PREMIER en ligne - Dans quel sens?

Ravelins – Nous devrons être de plus en plus pratiques et concrets, pour rattraper les Chinois. Qui sont déjà fatigués des difficultés qu'ils rencontrent en Europe. Où en perspective il n'y a pas un seul port - disent-ils - capable d'écouler les énormes quantités de marchandises qu'ils envisagent d'envoyer chez nous.

PREMIER en ligne - Donc?

Ravelins – En quelques années, ils ont entamé la construction d'un ouvrage gigantesque : une ligne ferroviaire à grande vitesse qui servira exclusivement au transport de marchandises. Dix mille kilomètres de voies qui relieront la ville chinoise de Zhengzhou à Hambourg en un temps record, pour cette distance, de quinze jours. Et nous, en Italie, ne sommes toujours pas en mesure de terminer la construction de la section à grande vitesse du Val di Susa…
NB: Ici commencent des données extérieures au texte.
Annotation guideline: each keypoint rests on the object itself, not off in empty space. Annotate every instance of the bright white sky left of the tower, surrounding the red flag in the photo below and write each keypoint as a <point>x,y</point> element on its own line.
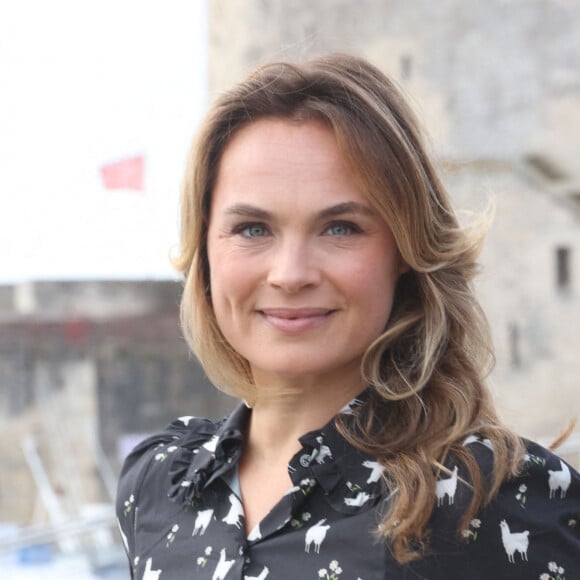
<point>84,83</point>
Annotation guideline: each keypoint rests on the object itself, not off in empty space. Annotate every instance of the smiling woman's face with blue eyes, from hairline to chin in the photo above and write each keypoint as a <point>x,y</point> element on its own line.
<point>302,270</point>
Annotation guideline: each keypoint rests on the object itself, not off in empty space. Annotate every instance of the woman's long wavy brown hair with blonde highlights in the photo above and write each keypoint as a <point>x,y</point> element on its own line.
<point>427,370</point>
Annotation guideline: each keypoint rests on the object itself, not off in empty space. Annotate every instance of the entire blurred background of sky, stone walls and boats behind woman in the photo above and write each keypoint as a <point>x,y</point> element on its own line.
<point>98,104</point>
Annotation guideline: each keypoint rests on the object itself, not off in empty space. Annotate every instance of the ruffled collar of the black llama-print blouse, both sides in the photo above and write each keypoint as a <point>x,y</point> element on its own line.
<point>349,479</point>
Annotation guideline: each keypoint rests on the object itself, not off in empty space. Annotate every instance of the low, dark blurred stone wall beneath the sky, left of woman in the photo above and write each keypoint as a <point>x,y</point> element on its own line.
<point>91,369</point>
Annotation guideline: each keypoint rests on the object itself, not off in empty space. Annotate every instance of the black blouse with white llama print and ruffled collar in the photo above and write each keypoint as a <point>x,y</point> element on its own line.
<point>181,517</point>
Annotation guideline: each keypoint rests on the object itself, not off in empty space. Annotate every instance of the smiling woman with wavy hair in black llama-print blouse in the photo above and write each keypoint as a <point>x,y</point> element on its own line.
<point>328,285</point>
PREMIER en ligne – Oui, bien sûr, les Chinois sont plus efficaces que nous, Européens. Et pourtant ils parviennent à obtenir certains résultats grâce au travail forcé dans les camps de concentration : une pratique qui nous répugne à nous Européens…

Ravelins – Et ici s'ouvre un chapitre de discussion qui exige de notre part une approche différente, moins idéologique et plus pragmatique.
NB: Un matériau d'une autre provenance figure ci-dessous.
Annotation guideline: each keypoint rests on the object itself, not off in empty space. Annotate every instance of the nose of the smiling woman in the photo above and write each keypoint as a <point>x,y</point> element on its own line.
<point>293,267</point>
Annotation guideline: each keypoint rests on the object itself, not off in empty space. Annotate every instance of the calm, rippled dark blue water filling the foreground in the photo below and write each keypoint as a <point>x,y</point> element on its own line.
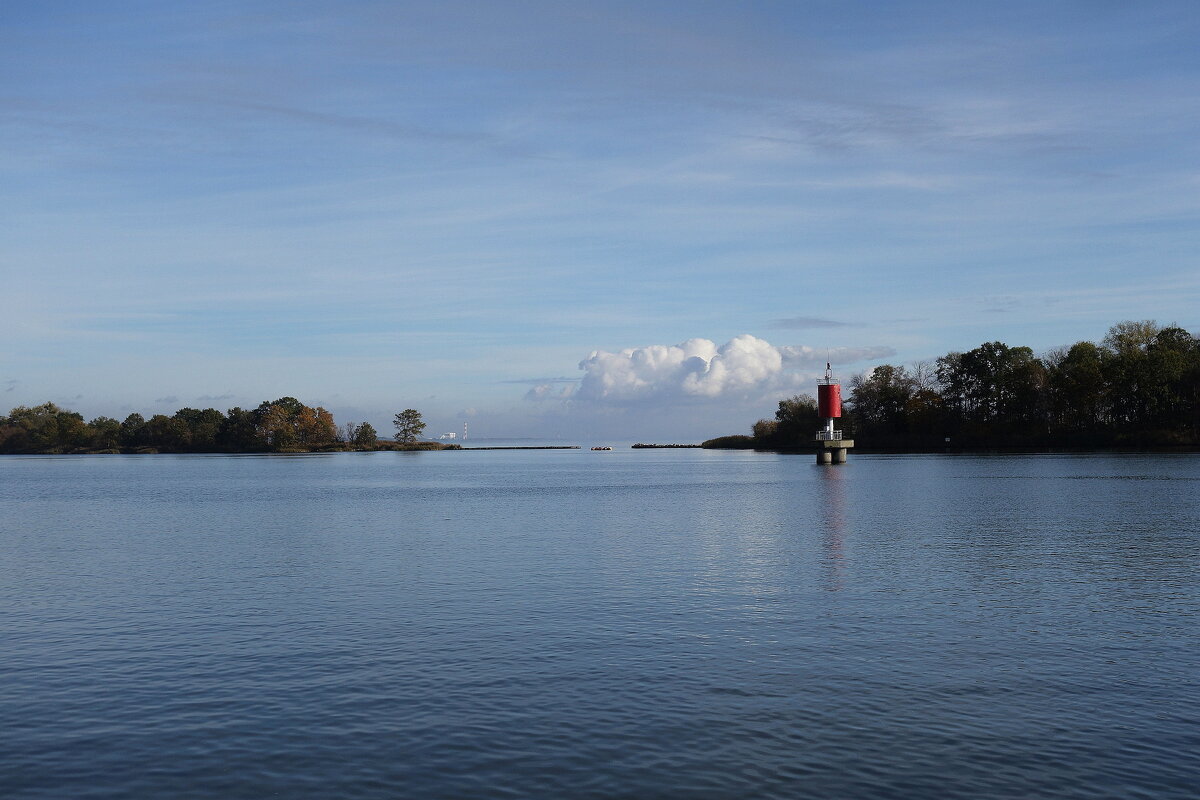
<point>629,624</point>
PREMIER en ligne – C'est-à-dire précisément ?

Ravelins – Il s'agit d'entrer dans une négociation équilibrée entre deux sujets d'égale dignité et capables de nourrir le respect mutuel. Partant donc du postulat que cet accord avec la Chine doit être le premier pas vers un changement de stratégie. Et sans oublier que les Chinois sont particulièrement sensibles sur certains sujets.
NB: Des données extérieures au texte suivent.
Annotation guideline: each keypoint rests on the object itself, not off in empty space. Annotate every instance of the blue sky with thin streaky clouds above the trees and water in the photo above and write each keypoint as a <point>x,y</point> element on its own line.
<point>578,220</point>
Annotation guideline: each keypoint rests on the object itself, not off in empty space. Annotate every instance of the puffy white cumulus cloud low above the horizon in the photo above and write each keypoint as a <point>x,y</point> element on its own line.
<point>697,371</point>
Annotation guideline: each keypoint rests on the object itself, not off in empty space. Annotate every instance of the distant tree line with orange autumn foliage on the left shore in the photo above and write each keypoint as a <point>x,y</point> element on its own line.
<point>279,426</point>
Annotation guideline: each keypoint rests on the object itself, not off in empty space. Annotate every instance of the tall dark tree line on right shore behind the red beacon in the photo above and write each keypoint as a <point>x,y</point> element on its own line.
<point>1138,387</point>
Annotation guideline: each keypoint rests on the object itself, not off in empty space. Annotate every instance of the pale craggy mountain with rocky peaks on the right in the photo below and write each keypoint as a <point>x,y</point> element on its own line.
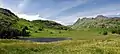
<point>111,24</point>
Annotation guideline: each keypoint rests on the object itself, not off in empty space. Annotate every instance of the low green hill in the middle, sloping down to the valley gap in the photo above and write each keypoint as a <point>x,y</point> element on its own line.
<point>49,24</point>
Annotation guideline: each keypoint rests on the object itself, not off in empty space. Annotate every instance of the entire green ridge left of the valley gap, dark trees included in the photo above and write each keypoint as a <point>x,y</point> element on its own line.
<point>11,26</point>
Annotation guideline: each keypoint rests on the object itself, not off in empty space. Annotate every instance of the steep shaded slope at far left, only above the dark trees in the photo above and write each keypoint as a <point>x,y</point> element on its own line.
<point>7,18</point>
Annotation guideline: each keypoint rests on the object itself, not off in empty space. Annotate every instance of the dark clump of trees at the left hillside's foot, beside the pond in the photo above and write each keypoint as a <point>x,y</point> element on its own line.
<point>11,32</point>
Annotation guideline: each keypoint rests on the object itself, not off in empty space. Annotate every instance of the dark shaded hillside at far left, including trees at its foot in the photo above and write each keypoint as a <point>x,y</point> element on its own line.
<point>8,20</point>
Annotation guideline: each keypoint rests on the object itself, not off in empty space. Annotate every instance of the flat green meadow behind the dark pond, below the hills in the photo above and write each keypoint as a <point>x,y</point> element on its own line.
<point>74,34</point>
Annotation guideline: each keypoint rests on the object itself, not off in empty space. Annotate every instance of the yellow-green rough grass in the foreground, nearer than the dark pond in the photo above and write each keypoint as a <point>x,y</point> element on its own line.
<point>103,46</point>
PREMIER en ligne – Êtes-vous en train de dire qu'il faut laisser de côté la question du respect des droits de l'homme en Chine ou celle de la protection contre la contrefaçon ?

Ravelins – Je dis qu'il est approprié et juste d'articuler la relation dans un contexte de règles. Et j'ajoute que nous, Européens, ne pouvons pas descendre en dessous d'un seuil minimum d'acceptabilité. Mais je maintiens aussi qu'entamer une négociation avec les Chinois en partant de la question des droits de l'homme, c'est se faire dire que « ce sont des problèmes internes », et donc la saborder dès le départ.

PREMIER en ligne – Quelle pourrait être, selon vous, une approche visant à un meilleur accueil du côté chinois ?

Ravelins – Se poser la question de l'amélioration juridique de la protection mutuelle des investissements dans les domaines clés du droit de la technologie et de la propriété intellectuelle, de la réduction des barrières à l'investissement en Chine en assurant un meilleur accès des entreprises européennes au marché chinois, et d'aborder sans tarder la question de l'union obligatoire entreprise imposée par la Chine aux entreprises étrangères pour s'implanter dans ce pays. Bref, soyons clairs, une démarche comme celle de mon collègue de la Ligue du Nord Matteo Salvini quand il crie que "cette Europe et cet euro sont une arnaque, ils sont responsables de milliers de suicides et de millions de chômeurs" est une impasse.